I recently got a new book called “Sailor on Snowshoes – Tracking Jack London’s Northern Trail” by Dick North. Mr. North has spent decades gathering every detail of London’s trip to Dyea and Dawson, but one incident jumped out at me that I had never heard before.
On page 81, he states that when the Nantucks spoke of “previous wrongs, it is very possible that it was the murder of the two maternal uncles of Johnny Johns they had in mind. ” Johnny Johns was the nephew of Skookum Jim Mason and Tagish Charlie. In 1982 Johnny Johns insisted that “very early in the gold rush era transgressions of the law occurred that were never reported because there were simply no law enforcement officers around. He cited the fate of his mother’s two brothers in 1896. When several white men who had set up camp on the beach at the outlet of Lake Lindeman caught an Atlin native stealing their liquor supply, they promptly shot the thief, killing him instantly. Seeing the only witnesses were two natives (who happened to be John’s mother’s brothers), they killed them as well. Word of the murders leaked out to the village people when the Native girlfriend of one of the whites told John’s mother about it.”
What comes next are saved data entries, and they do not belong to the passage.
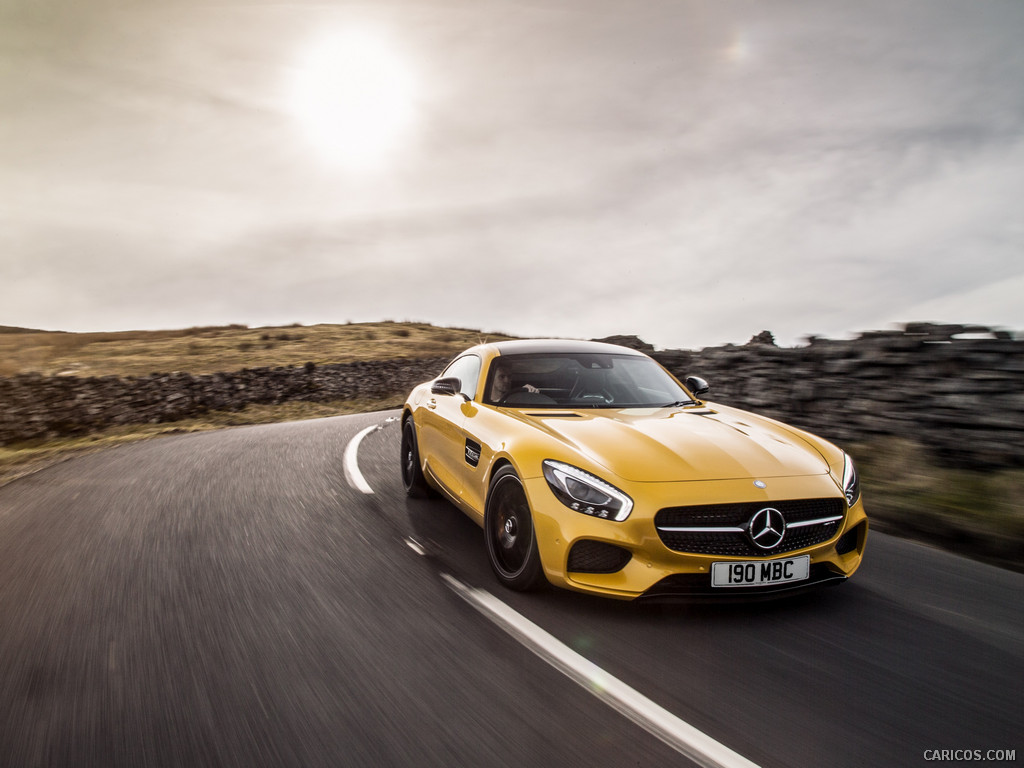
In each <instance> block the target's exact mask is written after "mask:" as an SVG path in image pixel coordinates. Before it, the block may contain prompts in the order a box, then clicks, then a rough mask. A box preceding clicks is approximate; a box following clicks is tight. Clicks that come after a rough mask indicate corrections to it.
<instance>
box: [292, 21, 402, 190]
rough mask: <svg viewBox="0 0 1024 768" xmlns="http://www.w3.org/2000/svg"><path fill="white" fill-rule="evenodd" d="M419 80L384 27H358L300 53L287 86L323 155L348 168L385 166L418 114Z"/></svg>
mask: <svg viewBox="0 0 1024 768" xmlns="http://www.w3.org/2000/svg"><path fill="white" fill-rule="evenodd" d="M415 91H416V88H415V78H414V77H413V72H412V69H411V68H410V66H409V65H408V63H407V61H406V60H404V59H403V57H402V56H401V54H400V53H399V52H398V51H397V50H396V48H395V46H394V44H393V43H392V42H391V41H390V40H389V39H388V38H387V37H386V36H385V35H382V34H381V33H379V32H376V31H372V30H367V29H353V30H347V31H343V32H335V33H332V34H330V35H326V36H322V37H319V38H317V39H316V40H314V41H313V42H311V43H310V44H309V45H308V47H307V48H305V49H304V50H303V52H302V54H301V55H300V57H299V61H298V66H297V67H296V68H295V70H294V71H293V72H292V78H291V81H290V84H289V96H288V106H289V112H290V113H291V114H292V115H293V117H294V118H295V119H296V121H297V123H298V125H299V126H300V128H301V130H302V133H303V134H304V136H305V137H306V139H307V140H308V141H309V142H310V144H311V145H312V147H313V148H314V150H315V151H316V154H317V157H318V158H321V159H322V160H323V161H325V162H328V163H330V164H332V165H338V166H343V167H345V168H348V169H353V170H358V169H372V168H376V167H379V166H380V165H382V164H383V163H384V162H386V160H387V159H388V157H390V155H391V154H392V153H393V152H394V151H395V150H396V148H398V147H399V146H400V145H401V143H402V141H403V139H404V138H406V136H407V135H408V132H409V129H410V127H411V126H412V124H413V121H414V117H415V95H416V94H415Z"/></svg>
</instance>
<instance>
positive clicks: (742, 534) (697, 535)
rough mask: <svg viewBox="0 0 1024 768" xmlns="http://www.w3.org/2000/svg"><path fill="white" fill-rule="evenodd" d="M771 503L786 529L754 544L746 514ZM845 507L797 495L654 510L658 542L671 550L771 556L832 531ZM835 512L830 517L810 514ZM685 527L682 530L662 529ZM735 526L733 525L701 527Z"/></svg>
mask: <svg viewBox="0 0 1024 768" xmlns="http://www.w3.org/2000/svg"><path fill="white" fill-rule="evenodd" d="M766 507H771V508H773V509H777V510H778V511H779V512H781V513H782V517H783V518H784V519H785V524H786V530H785V536H784V537H783V538H782V541H780V542H779V543H778V545H776V546H775V547H773V548H771V549H769V550H765V549H762V548H760V547H758V546H756V545H755V544H754V543H753V542H752V541H751V537H750V534H749V529H748V528H749V525H750V522H751V518H753V517H754V515H755V514H757V512H758V511H759V510H762V509H765V508H766ZM845 512H846V502H845V500H844V499H797V500H791V501H781V502H753V503H748V504H708V505H701V506H695V507H669V508H667V509H663V510H662V511H659V512H658V513H657V514H656V515H655V516H654V525H655V526H656V527H657V535H658V536H659V537H660V539H662V542H663V543H664V544H665V546H666V547H668V548H669V549H672V550H675V551H676V552H688V553H692V554H698V555H720V556H723V557H772V556H775V555H778V554H782V553H784V552H793V551H795V550H798V549H804V548H805V547H812V546H814V545H815V544H821V543H822V542H826V541H828V540H829V539H831V538H833V537H834V536H836V532H837V531H838V530H839V529H840V526H841V525H842V524H843V515H844V513H845ZM826 518H838V519H835V520H831V521H830V522H815V523H814V524H811V525H801V524H800V523H806V522H808V521H811V520H822V519H826ZM667 528H688V530H667ZM702 528H735V530H702Z"/></svg>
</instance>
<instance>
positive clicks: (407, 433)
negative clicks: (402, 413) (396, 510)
mask: <svg viewBox="0 0 1024 768" xmlns="http://www.w3.org/2000/svg"><path fill="white" fill-rule="evenodd" d="M399 464H400V466H401V484H402V485H404V486H406V495H407V496H409V497H410V498H412V499H426V498H427V497H428V496H429V495H430V486H429V485H427V478H426V477H424V476H423V467H422V466H420V450H419V447H418V446H417V444H416V427H415V426H414V425H413V417H412V416H410V417H409V418H408V419H406V423H404V424H403V425H402V427H401V456H400V457H399Z"/></svg>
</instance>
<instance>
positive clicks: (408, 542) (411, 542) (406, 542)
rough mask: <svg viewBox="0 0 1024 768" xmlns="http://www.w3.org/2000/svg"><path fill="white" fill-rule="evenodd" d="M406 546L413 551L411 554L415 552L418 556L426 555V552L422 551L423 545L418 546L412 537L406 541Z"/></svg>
mask: <svg viewBox="0 0 1024 768" xmlns="http://www.w3.org/2000/svg"><path fill="white" fill-rule="evenodd" d="M406 546H408V547H409V548H410V549H411V550H413V552H415V553H416V554H418V555H421V556H423V555H426V554H427V551H426V550H425V549H423V545H422V544H420V543H419V542H418V541H416V540H415V539H413V538H412V537H410V538H409V539H407V540H406Z"/></svg>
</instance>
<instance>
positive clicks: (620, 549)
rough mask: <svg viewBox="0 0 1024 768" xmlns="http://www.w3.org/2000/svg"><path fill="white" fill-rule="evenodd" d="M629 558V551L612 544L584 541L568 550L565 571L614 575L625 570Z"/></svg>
mask: <svg viewBox="0 0 1024 768" xmlns="http://www.w3.org/2000/svg"><path fill="white" fill-rule="evenodd" d="M631 557H633V555H631V554H630V552H629V550H625V549H623V548H622V547H616V546H615V545H613V544H606V543H605V542H591V541H587V540H584V541H582V542H577V543H575V544H573V545H572V549H570V550H569V562H568V568H567V569H568V570H570V571H574V572H577V573H614V572H616V571H618V570H622V569H623V568H625V567H626V563H628V562H629V561H630V558H631Z"/></svg>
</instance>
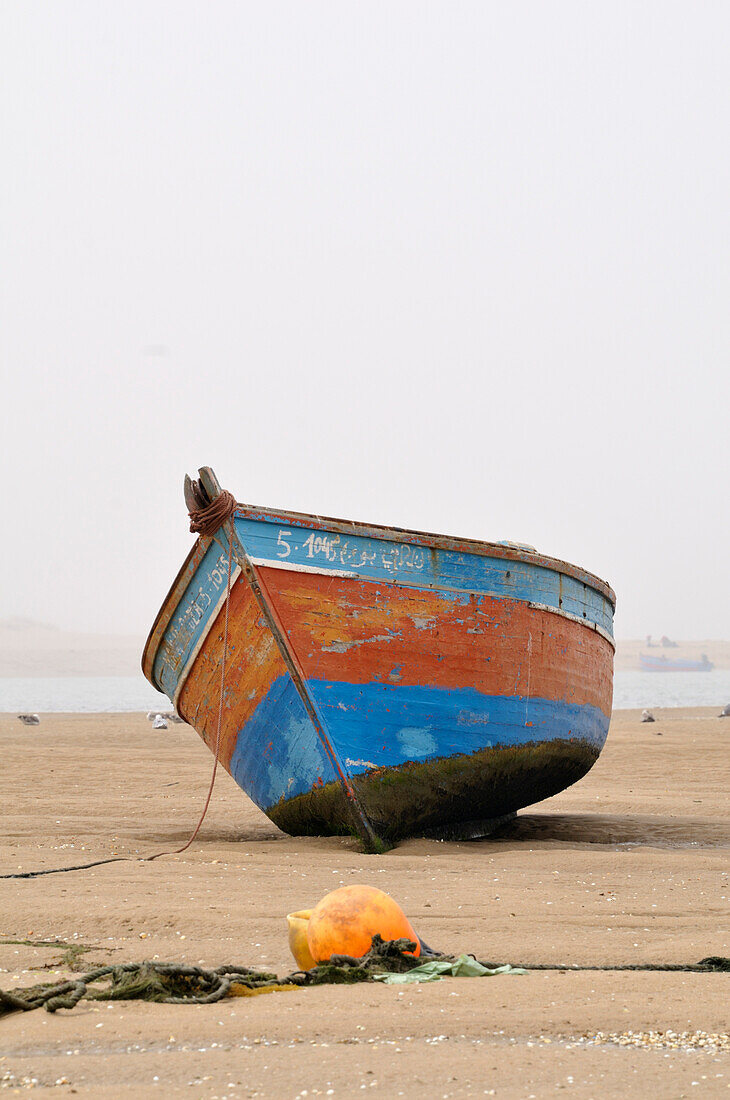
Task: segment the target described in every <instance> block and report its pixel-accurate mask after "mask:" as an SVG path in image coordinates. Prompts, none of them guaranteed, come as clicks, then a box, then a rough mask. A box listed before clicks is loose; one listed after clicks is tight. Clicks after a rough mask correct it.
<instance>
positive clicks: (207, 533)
mask: <svg viewBox="0 0 730 1100" xmlns="http://www.w3.org/2000/svg"><path fill="white" fill-rule="evenodd" d="M234 511H235V497H234V496H233V494H232V493H229V492H228V489H221V492H220V494H219V495H218V496H217V497H215V499H214V500H211V503H210V504H208V505H206V506H204V507H203V508H193V509H192V510H191V511H189V513H188V516H189V517H190V530H191V532H192V533H193V535H206V536H208V537H210V538H212V536H213V535H214V533H215V531H217V530H219V528H221V527H222V526H223V524H224V522H225V520H226V519H230V518H231V516H232V515H233V513H234Z"/></svg>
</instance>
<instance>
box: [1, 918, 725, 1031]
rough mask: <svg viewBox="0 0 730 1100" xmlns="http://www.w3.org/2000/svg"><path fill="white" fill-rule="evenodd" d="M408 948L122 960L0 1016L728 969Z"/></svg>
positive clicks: (690, 964)
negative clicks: (544, 958) (247, 955)
mask: <svg viewBox="0 0 730 1100" xmlns="http://www.w3.org/2000/svg"><path fill="white" fill-rule="evenodd" d="M414 949H416V944H413V943H411V942H410V941H408V939H394V941H387V942H384V941H383V939H381V938H380V937H379V936H377V935H376V936H374V938H373V944H372V947H370V949H369V952H368V953H367V955H364V956H363V957H362V958H353V957H352V956H350V955H333V956H332V958H331V959H330V960H329V961H328V963H322V964H320V966H316V967H313V968H312V969H311V970H296V971H295V972H294V974H290V975H288V976H287V977H286V978H278V977H277V976H276V975H275V974H270V972H268V971H265V970H254V969H252V968H251V967H245V966H235V965H230V966H221V967H218V968H217V969H214V970H207V969H203V968H202V967H195V966H187V965H184V964H179V963H154V961H152V963H151V961H144V963H126V964H122V965H120V966H104V967H97V969H95V970H89V971H88V974H84V975H79V976H78V977H75V978H71V979H69V980H66V981H63V980H62V981H55V982H43V983H41V985H37V986H31V987H30V988H25V989H14V990H12V991H9V992H3V991H2V990H0V1015H3V1014H5V1013H9V1012H29V1011H30V1010H32V1009H40V1008H44V1009H46V1011H47V1012H56V1011H57V1010H58V1009H73V1008H74V1007H75V1005H76V1004H78V1002H79V1001H80V1000H81V999H86V1000H89V1001H157V1002H161V1003H165V1004H211V1003H213V1002H215V1001H221V1000H223V998H225V997H254V996H257V994H259V993H272V992H284V991H290V990H294V989H303V988H307V987H310V986H333V985H353V983H356V982H365V981H385V982H388V983H402V982H405V981H435V980H439V979H440V978H442V977H445V976H447V975H453V976H456V977H460V976H462V977H488V976H491V975H497V974H527V972H528V971H529V970H681V971H689V972H697V974H703V972H718V971H726V972H730V958H722V957H716V956H714V957H708V958H705V959H701V960H700V961H699V963H696V964H687V965H684V964H678V965H676V964H668V965H657V964H644V965H640V964H633V965H627V966H616V967H573V966H550V965H538V966H534V965H533V966H530V967H512V966H510V965H509V964H501V965H499V964H490V963H479V961H478V960H477V959H475V958H473V957H472V956H468V955H460V956H453V955H438V954H433V955H429V956H428V957H425V958H420V959H418V958H416V957H414V956H413V955H411V954H409V953H410V952H413V950H414Z"/></svg>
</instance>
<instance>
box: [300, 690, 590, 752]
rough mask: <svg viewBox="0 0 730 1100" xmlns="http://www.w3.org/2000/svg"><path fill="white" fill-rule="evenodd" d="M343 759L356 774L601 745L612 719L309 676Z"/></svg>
mask: <svg viewBox="0 0 730 1100" xmlns="http://www.w3.org/2000/svg"><path fill="white" fill-rule="evenodd" d="M308 686H309V690H310V691H311V693H312V695H313V697H314V701H316V702H317V704H318V706H319V707H320V709H321V713H322V715H323V717H324V722H325V723H327V726H328V729H329V730H330V733H331V735H332V737H333V739H334V741H335V744H336V747H338V751H339V752H340V756H341V757H342V758H343V759H344V761H345V763H346V764H347V767H349V769H350V770H351V771H352V772H354V773H357V772H361V771H367V770H368V768H369V767H372V766H375V767H376V768H383V767H391V766H394V764H399V763H403V761H406V760H428V759H433V758H436V757H449V756H453V755H455V753H458V752H474V751H476V750H477V749H482V748H494V747H497V746H513V745H524V744H526V742H528V741H543V740H554V739H555V738H565V739H569V738H572V737H579V738H582V739H583V740H586V741H589V742H590V744H591V745H594V746H595V747H596V748H597V749H600V748H601V747H602V745H604V741H605V740H606V734H607V733H608V722H609V719H608V717H607V716H606V715H605V714H604V713H602V711H599V709H598V707H595V706H585V705H577V704H575V703H566V702H555V701H552V700H545V698H526V697H522V696H519V695H512V696H504V695H485V694H483V693H482V692H479V691H476V689H474V687H460V689H455V690H445V689H443V687H425V686H420V685H419V686H413V685H400V684H398V685H396V684H384V683H368V684H349V683H338V682H333V681H325V680H324V681H323V680H309V681H308Z"/></svg>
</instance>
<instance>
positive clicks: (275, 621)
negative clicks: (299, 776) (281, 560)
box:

So, I looked through “Life Lived as a Story” by Julie Cruikshank and found the genealogy chart for Angela Sidney’s family. Johnny Johns’ mother was La.oos Tiaa, kaax’anshi or Maria Johns, married to Tagish John. Maria had two brothers who were named Tl’uku and Kult’us but there is no information on them.
Since the 1896 murder was not investigated and the murderers’ names were not recorded it would seem that in this case, they got away with murder. Then, two years later, on May 10, 1898 the Nantuck brothers take retribution for past occurrences, which presumably had to do with the white powder incident – or maybe something else.
North says that Johnny Johns’ family may have instead been referring to the 1896 murders.
An interesting thought might be that the two miners who murdered the brothers could possibly be the same two miners that the Nantucks shot in 1898.
The Nantuck brothers’ testimony seems confused, as written up in “Essays in the History of Canadian Law: British Columbia and the Yukon” by John McLaren and Hamar Foster which is viewable online. It was generally accepted that the Canadian government was trying to understand the issues involved in cases involving First Nations people and that they were beginning to rethink the previous frontier justice actions.
This week the remains of Dawson and Jim Nantuck were re-interred after they were identified in Dawson after accidentally being dug up during a construction project last summer. The Dawson cemetery is seen above.